His career path is equally improbable yet all verifiably true: plucked from obscurity circa '59 to become the teen idol protégé of infamous Mafia Don Joe Colombo (who took control of the Profaci Family in 1963), Angel was a fixture at the Copacabana, Peppermint Lounge and a million other joints. One of them, Fun City, was where he opened for Jimi Hendrix but save the disbelief, because that night Colombo rival Crazy Joey Gallo dispatched a couple of goons who opened fire on him from the audience. They missed him, killed an innocent bystander and got away clean — just another day at the office for Jimmy.

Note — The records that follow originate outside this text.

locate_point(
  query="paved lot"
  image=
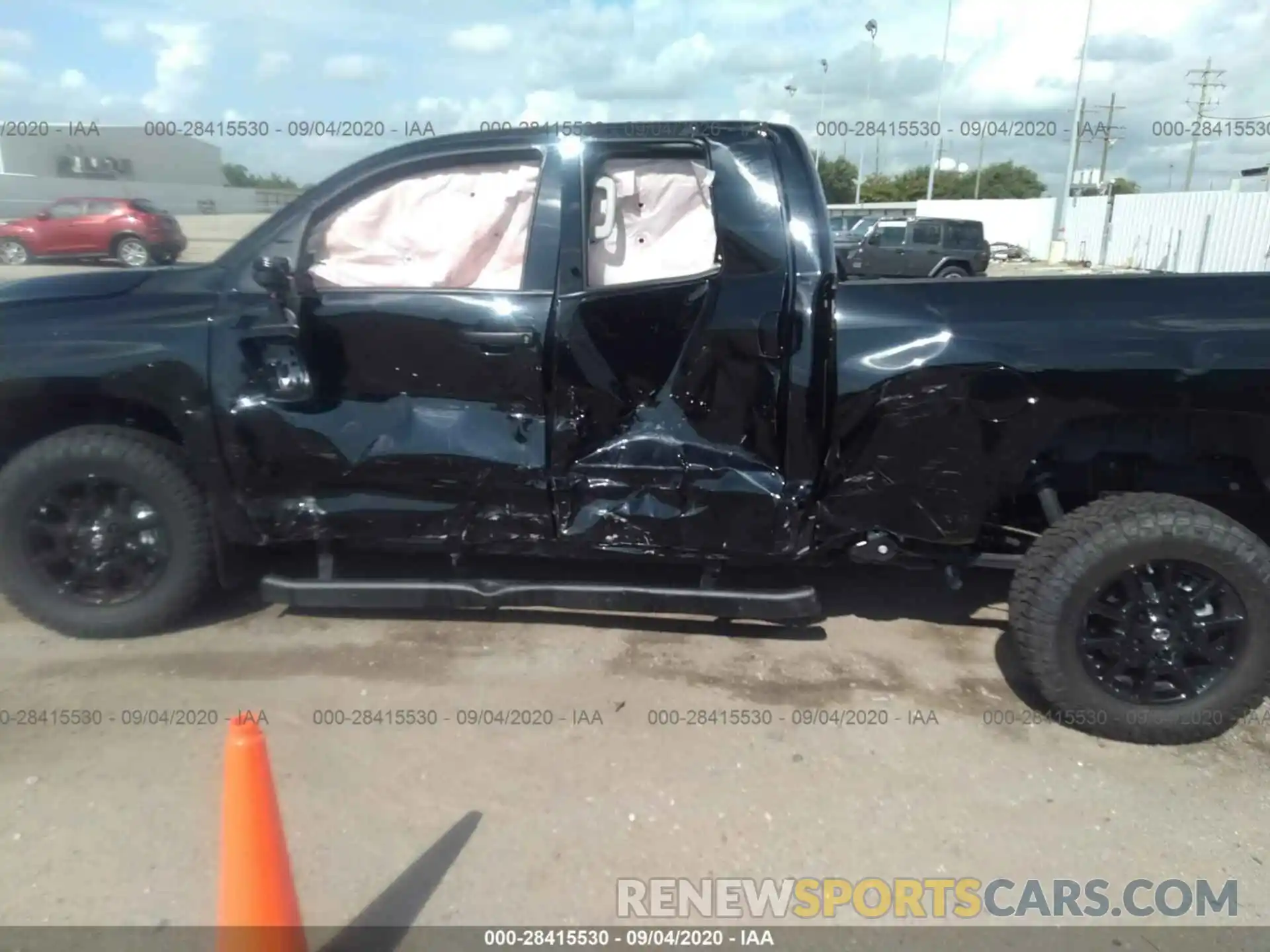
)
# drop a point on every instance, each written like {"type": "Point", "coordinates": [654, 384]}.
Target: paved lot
{"type": "Point", "coordinates": [118, 823]}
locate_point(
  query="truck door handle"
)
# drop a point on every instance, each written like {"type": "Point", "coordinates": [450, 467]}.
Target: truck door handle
{"type": "Point", "coordinates": [499, 342]}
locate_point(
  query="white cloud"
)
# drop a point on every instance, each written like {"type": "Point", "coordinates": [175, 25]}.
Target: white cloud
{"type": "Point", "coordinates": [482, 38]}
{"type": "Point", "coordinates": [562, 60]}
{"type": "Point", "coordinates": [272, 63]}
{"type": "Point", "coordinates": [13, 73]}
{"type": "Point", "coordinates": [120, 31]}
{"type": "Point", "coordinates": [183, 52]}
{"type": "Point", "coordinates": [351, 66]}
{"type": "Point", "coordinates": [15, 40]}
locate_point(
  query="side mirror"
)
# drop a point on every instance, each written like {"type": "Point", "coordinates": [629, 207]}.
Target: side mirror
{"type": "Point", "coordinates": [273, 274]}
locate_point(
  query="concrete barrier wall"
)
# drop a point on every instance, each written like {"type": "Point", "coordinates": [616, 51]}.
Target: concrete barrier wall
{"type": "Point", "coordinates": [211, 234]}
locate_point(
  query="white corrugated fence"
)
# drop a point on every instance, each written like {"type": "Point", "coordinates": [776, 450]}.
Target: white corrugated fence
{"type": "Point", "coordinates": [1188, 233]}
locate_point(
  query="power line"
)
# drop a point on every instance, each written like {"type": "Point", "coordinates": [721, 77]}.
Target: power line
{"type": "Point", "coordinates": [1208, 80]}
{"type": "Point", "coordinates": [1107, 135]}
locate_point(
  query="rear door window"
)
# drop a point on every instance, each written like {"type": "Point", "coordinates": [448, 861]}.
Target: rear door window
{"type": "Point", "coordinates": [66, 210]}
{"type": "Point", "coordinates": [964, 235]}
{"type": "Point", "coordinates": [926, 233]}
{"type": "Point", "coordinates": [652, 220]}
{"type": "Point", "coordinates": [892, 234]}
{"type": "Point", "coordinates": [465, 226]}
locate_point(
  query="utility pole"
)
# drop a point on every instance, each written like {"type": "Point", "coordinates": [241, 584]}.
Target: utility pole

After Colombo was gunned down in Columbus Circle on live TV at one of his notorious Italian American Civil Rights League events — featuring Angel, Sammy Davis Jr. and Tom Jones — the singer did time in Nashville and Hollywood and spent decades in Tokyo, where he worked at Yakuza afterhours clubs, did halftime shows at Tokyo Dome and sang ballads at Tokyo Disneyland while Mickey and Minnie skated together.

But the most unbelievable of all is his brand new Love Fever album, as potent a dose of Angel’s thunderingly old school rock & roll as humankind can bear.

An all-original set equally split between numbers Angel wrote years ago and some strikingly fresh new compositions, it showcases both the singer’s category 5 vocals and his brilliant producer-guitarist Jason Gutierrez’s dynamic playing.

“Jason did a great job, he gets Triple A’s,” Angel says. “This album is very important — I’m gonna be 84 on May 16 and I’m pretty sure I won’t be around to do says one.”

The long-standing Angel agenda is as simple and direct as the man himself:

“My dream is to bring the '50s back. That’s what Pops [Colombo] wanted too, but he got shot before we could do it.”

That alliance remains ever present for Angel: “I can never repay the Colombo family for what they did. I’d be washing dishes if it wasn’t for them, my readin’ and writin’ ain’t too good, but when those guys found me in a record store, it was fate.”

His live shows are chronically electrifying, particularly his every first Saturday residency at Burbank movie star hang the Smoke House:

“The Smoke House is the closest thing to the Copa,” Angel says. “We just broke the Captain and Tennile’s attendance record there — when we play it’s boob to boob and booty to booty by 8 p.m. — there’s no place to sit or even dance. I’m just trying to survive — I want go out rockin’, not on my knees.”